WeChat has become the Swiss Army knife of the socio-digital world in China, says James Hayle, MEC Social Insight Executive
The Great Firewall of China, the Chinese government's censorship project, blocks many popular western sites and services such as Facebook, Google, Twitter and Instagram. In effect, this closes off and isolates an enormous part of the Chinese market from the socio-digital western world. This has enabled a number of hugely popular home-grown state-driven services to emerge, the most prominent of which is WeChat.
Since its release in 2011, WeChat has generated a strong and steady following. As of December 2015 it recorded 650 million active accounts, 15% outside of China (WhatsApp has 900 million). Although largely recognised as an instant messaging/social media hybrid, users are able to do so much more. Services include, but are not limited to: booking taxis, flights, a table at a restaurant and cinema tickets, as well as paying utility bills, storing savings in a monetary fund, borrowing money (up to RMB 200,000), shopping in app and tracking fitness. This multi-functionality has seen the average number of apps used in China go from six in 2013 to just two by 2016, primarily WeChat and Weibo.
The app is built on the premise that shopping is social, and certain brands have long been taking full advantage of this. The luxury fashion retailer Burberry has had a longstanding partnership with the platform and has been using it as one of its key customer loyalty drivers in China for a number of years. A successful campaign at the ‘London to Shanghai' event allowed people to engage with a fashion show like never before. People who followed the brand were able to create personalised pieces on the catwalk, gain unique insights into the outfits, and view the show in 360 degrees. Burberry effectively leveraged WeChat's vast functionalities, built on an entirely social foundation. Therefore, brands like these have increasingly relied on their WeChat account rather than a standalone website – the functionality and the friendship is already in place, allowing a more convenient and streamlined experience, bypassing the ‘extra-click' barrier.
The most significant impact of social commerce comes from WeChat's own campaign, Red Envelopes. To welcome in the Year of the Monkey, users were able to send friends and family virtual envelopes with money sealed inside. The campaign has been running since January 2014 but this year especially it was a huge success. 2016 has seen an eight-fold increase on last year's transactions, and they now stand at over 8 billion. That is over 2 billion more red envelopes sent than the total number of transactions completed on PayPal in 2015. The most popular amount given was a lucky number: RMB 8.88, equivalent to about £0.97.
The average amount sent was lower than what is normally sent in the physical form and also a lot lower than the average PayPal transaction, but it is the volume, velocity and more importantly intrinsic personal value that made these envelopes truly meaningful. Users were not just sending a prosaic, meaningless donation; these held a sense of significance and virtue that users were unable to obtain from any other digital medium. The ability to send small amounts enabled individuals to prolong the fun, reciprocating actions to more than just a few important relationships such as family members and close friends. It was possible to spread the generosity amongst a wider community. The impact of this is that not only did it encourage many more people to link up their debit and credit cards to the service, allowing them to make future transactions on the platform with greater ease, it also tapped into a strong heritage and traditions that have been celebrated in China for thousands of years.

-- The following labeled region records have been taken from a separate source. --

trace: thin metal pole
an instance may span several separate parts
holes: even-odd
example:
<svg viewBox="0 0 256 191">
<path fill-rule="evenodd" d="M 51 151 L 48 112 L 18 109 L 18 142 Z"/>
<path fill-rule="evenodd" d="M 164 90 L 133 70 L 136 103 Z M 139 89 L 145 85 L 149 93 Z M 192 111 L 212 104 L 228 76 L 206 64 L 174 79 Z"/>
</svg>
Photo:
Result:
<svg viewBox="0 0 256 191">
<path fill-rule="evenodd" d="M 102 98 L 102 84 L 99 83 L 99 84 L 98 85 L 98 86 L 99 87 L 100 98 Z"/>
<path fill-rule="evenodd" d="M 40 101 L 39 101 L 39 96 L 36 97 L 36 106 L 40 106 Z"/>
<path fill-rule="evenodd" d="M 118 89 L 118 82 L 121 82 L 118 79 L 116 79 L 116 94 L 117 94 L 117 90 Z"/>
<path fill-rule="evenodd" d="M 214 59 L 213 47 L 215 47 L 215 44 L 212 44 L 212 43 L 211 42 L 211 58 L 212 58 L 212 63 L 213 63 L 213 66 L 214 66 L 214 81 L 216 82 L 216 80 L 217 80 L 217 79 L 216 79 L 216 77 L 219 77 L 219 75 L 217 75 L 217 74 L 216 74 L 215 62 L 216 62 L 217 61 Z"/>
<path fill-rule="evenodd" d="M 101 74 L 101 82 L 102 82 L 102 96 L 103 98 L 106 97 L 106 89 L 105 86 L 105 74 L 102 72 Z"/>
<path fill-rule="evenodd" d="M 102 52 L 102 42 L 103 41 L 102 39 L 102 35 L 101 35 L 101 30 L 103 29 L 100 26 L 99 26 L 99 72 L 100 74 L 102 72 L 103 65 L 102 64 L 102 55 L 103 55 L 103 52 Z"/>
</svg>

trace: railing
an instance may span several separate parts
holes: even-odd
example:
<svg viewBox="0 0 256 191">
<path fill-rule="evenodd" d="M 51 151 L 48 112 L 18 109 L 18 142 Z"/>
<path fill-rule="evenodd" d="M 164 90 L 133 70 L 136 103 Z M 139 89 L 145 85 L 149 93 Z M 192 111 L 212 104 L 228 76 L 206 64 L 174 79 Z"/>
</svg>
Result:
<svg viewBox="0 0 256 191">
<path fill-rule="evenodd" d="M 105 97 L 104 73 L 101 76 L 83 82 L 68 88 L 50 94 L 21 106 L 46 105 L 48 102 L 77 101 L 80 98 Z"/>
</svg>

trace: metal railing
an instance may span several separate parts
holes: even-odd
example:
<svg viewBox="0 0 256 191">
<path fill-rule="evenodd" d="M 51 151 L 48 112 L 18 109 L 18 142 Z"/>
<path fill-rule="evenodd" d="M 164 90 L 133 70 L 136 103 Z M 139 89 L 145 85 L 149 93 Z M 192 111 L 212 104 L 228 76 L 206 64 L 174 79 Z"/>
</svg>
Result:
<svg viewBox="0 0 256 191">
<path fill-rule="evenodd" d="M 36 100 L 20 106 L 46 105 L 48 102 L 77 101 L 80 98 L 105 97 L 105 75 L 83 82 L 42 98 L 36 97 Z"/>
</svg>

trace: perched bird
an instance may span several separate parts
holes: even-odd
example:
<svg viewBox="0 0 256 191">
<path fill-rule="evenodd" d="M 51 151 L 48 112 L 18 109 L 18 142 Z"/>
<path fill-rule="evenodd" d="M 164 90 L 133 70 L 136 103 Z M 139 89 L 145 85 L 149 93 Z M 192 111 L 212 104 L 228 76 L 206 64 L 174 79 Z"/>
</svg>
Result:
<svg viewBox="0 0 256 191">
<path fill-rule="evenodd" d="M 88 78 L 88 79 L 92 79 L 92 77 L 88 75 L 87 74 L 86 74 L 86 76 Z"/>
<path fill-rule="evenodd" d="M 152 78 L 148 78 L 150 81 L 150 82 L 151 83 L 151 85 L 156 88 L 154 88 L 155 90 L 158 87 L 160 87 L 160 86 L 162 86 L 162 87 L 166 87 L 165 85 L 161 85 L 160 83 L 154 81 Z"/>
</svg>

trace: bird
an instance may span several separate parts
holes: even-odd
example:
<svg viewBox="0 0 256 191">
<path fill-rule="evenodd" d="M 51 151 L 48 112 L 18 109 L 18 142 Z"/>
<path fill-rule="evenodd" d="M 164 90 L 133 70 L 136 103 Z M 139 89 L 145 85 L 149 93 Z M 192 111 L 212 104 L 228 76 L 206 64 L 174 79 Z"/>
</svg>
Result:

WeChat's success will no doubt be difficult to replicate outside of China, but plans are in place to tap into the growing demand in sub-Saharan Africa. Crucially, they have bypassed the desktop, PC and laptop stage in Africa, migrating straight onto mobile devices. SMS messaging is still relatively high, making it a prime location for WeChat's native internet service.
So what does this all mean for UK and US markets?
It is highly unlikely that WeChat could seriously rival social giants such as Facebook, WhatsApp and Twitter, especially here in the socially saturated West where these platforms are already well established. However, these platforms have taken notice. WhatsApp recently scrapped its 99p subscription, instead making businesses pay to connect with users. Twitter has made it possible for individuals to communicate directly with brands and vice versa, while Snapchat has invested heavily in shopping. Facebook Messenger is now being used by businesses as a customer service tool. These changes have made it possible for brands not just to present themselves in the social space but to be conversationalists within current social parameters.
These platforms have already begun to look towards Asian markets to identify trends in their own industry. Our Asian social media counterparts are well ahead of the curve, and in the middle kingdom social media is still king.